Friday Smorgasbord: Massive flame scallop reef, fish tornadoes and more

By on Dec 28, 2012

It’s the last friday in 2012 so that means the final installment of the Friday Smorgasbord for the year. To kick off the last smorgi post of 2012, we have a massive flame scallop reef off the coast of Scotland that may be the largest of its kind. With at least 100 million of the shellfish with bright-orange tentacles packed into 4.5 square miles, the massive reef has surprised researchers. The reef is located in Loch Alsh, a sea inlet between the Isle of Skye and the Scottish mainland. “This important discovery may be the largest grouping of flame shells anywhere in the world,” Scottish Environment Secretary Richard Lochhead said in the statement.

[via NBC]

You probably know somebody that has posted a remarkable image on Facebook of a massive swarm of fish surrounding a diver and now more light is being shed on the source of the image.

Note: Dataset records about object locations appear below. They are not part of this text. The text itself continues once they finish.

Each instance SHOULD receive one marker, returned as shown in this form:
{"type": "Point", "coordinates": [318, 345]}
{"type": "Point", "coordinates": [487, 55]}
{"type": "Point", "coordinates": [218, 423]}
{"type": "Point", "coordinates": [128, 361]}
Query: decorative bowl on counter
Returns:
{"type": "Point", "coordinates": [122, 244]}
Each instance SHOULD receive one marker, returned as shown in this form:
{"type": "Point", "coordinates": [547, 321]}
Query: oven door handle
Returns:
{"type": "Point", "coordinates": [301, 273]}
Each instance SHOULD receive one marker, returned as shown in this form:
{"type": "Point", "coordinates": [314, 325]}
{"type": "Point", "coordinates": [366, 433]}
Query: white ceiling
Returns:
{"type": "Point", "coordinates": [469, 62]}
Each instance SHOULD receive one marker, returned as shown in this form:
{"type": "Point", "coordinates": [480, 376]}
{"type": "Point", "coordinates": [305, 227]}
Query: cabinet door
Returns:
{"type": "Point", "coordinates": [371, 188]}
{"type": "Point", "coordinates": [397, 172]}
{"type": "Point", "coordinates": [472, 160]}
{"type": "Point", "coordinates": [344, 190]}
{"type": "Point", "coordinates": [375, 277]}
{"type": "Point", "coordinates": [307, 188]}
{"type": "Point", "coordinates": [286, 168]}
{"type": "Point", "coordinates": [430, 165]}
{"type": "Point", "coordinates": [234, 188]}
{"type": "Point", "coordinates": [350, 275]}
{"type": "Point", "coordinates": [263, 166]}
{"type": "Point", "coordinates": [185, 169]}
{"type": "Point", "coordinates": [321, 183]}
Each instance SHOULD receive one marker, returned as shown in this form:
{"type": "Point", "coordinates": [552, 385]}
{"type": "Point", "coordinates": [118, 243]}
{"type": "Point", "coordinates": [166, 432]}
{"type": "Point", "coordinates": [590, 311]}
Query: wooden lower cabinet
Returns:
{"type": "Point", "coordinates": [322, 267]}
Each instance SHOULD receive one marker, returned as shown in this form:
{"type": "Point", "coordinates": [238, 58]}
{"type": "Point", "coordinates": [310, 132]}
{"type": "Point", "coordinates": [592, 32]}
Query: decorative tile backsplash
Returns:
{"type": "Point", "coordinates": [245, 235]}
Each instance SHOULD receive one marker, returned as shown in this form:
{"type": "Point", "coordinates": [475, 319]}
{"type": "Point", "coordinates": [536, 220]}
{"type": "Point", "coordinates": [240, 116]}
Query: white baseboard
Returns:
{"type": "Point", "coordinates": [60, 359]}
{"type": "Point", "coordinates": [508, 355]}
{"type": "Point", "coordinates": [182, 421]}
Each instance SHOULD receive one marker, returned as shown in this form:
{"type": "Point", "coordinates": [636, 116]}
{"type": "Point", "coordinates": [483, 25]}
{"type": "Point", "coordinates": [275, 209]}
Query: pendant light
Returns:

In this video above, the photographer is a scientist named Octavio Aburto, and the location was Cabo Pulmo National Park, a vast marine reserve in Mexico’s Sea of Cortez and the diver is David Castro, whose family helps enforce rules within the park. The Jack fish in the picture are known to be voracious predators that school in large numbers and they appear in a courtship tornado in this video. Pretty inspiring.

[via NatGeo]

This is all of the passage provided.